Gli ingredienti del piacere
La conoscenza della risposta sessuale, propria e di quella del partner. La comprensione delle differenze tra la sessualità femminile e maschile (desideri, fantasie, aspettative, reazioni, linguaggio, interpretazioni). La scoperta dei propri desideri e di quelli dell’altro.
La liberazione dalla normalità, perché nella sessualità non esiste una norma, ma solo individualità — e di conseguenza la liberazione dai tabù e dai falsi miti che ci vengono imposti quotidianamente da media, film e riviste.
La comunicazione nell’ambito sessuale: saper ascoltare e comprendere i messaggi verbali e non verbali del partner. Esistono corsi e guide sulla comunicazione, certo, ma difficilmente includono l’intimità e la sessualità.
Il sano egoismo — può sembrare strano, lo so — che ci autorizzi a concentrarci sul nostro piacere, con un orientamento verso il piacere e non verso la prestazione fisica.
Nasciamo sapendo provare piacere
Abbiamo una capacità innata di percepire il piacere: sin dalla nascita sappiamo distinguere ciò che ci fa benessere da ciò che ci crea disagio. Già i neonati si fanno sentire e sviluppano strategie per ottenere ciò di cui hanno bisogno. Ma man mano che cresciamo impariamo ad adeguarci, a zittire, a limitare, a normalizzare il nostro comportamento.
Il mito della prestazione
Nella sessualità siamo spesso messi a confronto con un modello che non corrisponde alle nostre esigenze: uno stereotipo di corpi perfetti e performanti che vivono super orgasmi, senza problemi, senza bisogno di parlare dei propri desideri. Modelli che seguono il percorso standardizzato descritto dagli studi di Masters & Johnson del 1966, che costruiscono la risposta sessuale umana in quattro fasi fisiologiche: eccitazione, plateau, orgasmo e risoluzione.
Senza togliere alcun merito a questi due grandi pionieri, non bisogna dimenticare che quello è il loro modello — e che il modo di vivere e provare piacere è impossibile da standardizzare. Quello schema descrive un decorso che ci fa sentire inadeguati e scadenti quando non riusciamo a seguirlo. Un modello che riduce l’interazione sessuale alla penetrazione — performante — orientata a un chiaro obiettivo da raggiungere (l’orgasmo), in cui dimentichiamo di chiederci se stiamo ottenendo davvero ciò che desideriamo.
Liberi, ma più soli
Viviamo in un’epoca di grandi libertà sessuali: tutto è possibile, purché consenziente e senza nuocere ad altri. Ma questa libertà ha reso la sessualità più complicata e le aspettative sempre più elevate e ambigue: dovremmo essere sempre pronti, vogliosi, forti ma comprensivi, un po’ macho e amanti focosi ma sensibili; capire al volo i desideri del partner anche se non vengono comunicati.

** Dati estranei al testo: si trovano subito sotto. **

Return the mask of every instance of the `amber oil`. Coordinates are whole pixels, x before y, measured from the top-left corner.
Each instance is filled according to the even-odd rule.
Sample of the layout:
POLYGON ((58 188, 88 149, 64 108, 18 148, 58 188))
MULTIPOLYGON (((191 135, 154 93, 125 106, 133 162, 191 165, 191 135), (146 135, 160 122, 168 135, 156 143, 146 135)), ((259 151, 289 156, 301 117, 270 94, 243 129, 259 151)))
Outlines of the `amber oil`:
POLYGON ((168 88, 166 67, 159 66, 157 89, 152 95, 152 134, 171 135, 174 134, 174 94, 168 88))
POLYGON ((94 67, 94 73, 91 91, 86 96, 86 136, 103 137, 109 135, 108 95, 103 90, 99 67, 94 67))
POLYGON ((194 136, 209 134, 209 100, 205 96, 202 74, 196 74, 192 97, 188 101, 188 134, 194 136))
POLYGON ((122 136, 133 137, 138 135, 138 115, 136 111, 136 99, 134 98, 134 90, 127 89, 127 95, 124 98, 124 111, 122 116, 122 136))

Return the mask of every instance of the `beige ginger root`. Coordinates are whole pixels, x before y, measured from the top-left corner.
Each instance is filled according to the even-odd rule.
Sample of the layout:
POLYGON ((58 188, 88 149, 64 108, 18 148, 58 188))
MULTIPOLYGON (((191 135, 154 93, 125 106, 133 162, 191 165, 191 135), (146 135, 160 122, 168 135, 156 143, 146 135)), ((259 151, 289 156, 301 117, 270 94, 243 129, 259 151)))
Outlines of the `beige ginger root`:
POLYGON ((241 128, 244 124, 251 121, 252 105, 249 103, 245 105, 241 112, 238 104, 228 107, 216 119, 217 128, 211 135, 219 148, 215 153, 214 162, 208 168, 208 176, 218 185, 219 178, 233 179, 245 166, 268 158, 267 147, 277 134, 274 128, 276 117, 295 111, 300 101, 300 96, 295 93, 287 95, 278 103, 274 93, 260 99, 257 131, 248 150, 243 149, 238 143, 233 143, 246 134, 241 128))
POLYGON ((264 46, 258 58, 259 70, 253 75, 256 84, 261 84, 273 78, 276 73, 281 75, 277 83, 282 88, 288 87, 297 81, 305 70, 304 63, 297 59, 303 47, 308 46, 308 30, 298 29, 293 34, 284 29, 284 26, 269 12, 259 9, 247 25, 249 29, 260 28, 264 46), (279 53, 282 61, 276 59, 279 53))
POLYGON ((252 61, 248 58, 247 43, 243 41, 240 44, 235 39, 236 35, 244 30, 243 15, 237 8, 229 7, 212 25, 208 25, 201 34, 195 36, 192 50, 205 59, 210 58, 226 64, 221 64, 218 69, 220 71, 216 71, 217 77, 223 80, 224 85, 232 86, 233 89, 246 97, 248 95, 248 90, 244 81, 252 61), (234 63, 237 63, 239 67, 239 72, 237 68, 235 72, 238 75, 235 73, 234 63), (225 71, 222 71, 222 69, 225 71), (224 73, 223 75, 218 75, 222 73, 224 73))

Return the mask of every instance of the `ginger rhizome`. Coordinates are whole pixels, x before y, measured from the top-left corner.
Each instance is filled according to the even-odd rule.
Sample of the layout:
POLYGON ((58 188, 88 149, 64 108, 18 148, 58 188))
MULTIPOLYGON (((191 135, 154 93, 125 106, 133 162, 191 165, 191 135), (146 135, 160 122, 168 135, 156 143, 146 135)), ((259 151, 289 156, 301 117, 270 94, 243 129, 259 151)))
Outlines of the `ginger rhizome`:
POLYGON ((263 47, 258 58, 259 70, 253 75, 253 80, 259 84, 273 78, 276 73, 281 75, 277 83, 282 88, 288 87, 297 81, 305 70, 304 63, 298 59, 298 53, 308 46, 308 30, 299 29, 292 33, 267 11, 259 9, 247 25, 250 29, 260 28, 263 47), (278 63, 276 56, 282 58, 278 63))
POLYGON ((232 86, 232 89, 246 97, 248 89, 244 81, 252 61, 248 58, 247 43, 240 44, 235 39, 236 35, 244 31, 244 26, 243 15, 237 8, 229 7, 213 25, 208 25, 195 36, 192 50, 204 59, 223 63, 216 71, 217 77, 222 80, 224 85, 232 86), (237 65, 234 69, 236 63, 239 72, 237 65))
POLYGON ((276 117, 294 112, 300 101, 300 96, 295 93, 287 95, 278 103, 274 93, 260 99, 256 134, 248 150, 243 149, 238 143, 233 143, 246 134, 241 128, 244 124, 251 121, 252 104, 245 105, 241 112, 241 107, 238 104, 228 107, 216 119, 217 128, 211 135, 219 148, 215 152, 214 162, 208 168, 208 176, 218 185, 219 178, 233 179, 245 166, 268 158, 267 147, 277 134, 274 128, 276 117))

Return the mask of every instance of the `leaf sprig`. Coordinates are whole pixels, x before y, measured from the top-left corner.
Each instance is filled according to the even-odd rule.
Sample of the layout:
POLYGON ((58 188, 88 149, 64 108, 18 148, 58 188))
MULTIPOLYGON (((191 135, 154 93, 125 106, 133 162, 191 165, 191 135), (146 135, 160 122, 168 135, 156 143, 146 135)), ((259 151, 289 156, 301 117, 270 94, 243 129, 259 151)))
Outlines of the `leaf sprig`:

Ecco perché è utile una scuola del piacere: per mettere l’accento sul piacere e togliere la pressione della prestazione. Per liberare la mente dalla funzionalità e aprire all’intimità e alla vicinanza. Per scoprire, decostruire, ampliare, nutrire ed entrare in contatto con noi stessi… e con i nostri partner.
Un saggio di Christine Rihs (PiacereDonna), pubblicato il 17 settembre 2020. Riferimenti: Masters & Johnson, Human Sexual Response (1966); Zilbergeld, The New Male Sexuality (1992); Sheri Winston, Women’s Anatomy of Arousal (2010); Schiftan, Coming Soon (2018).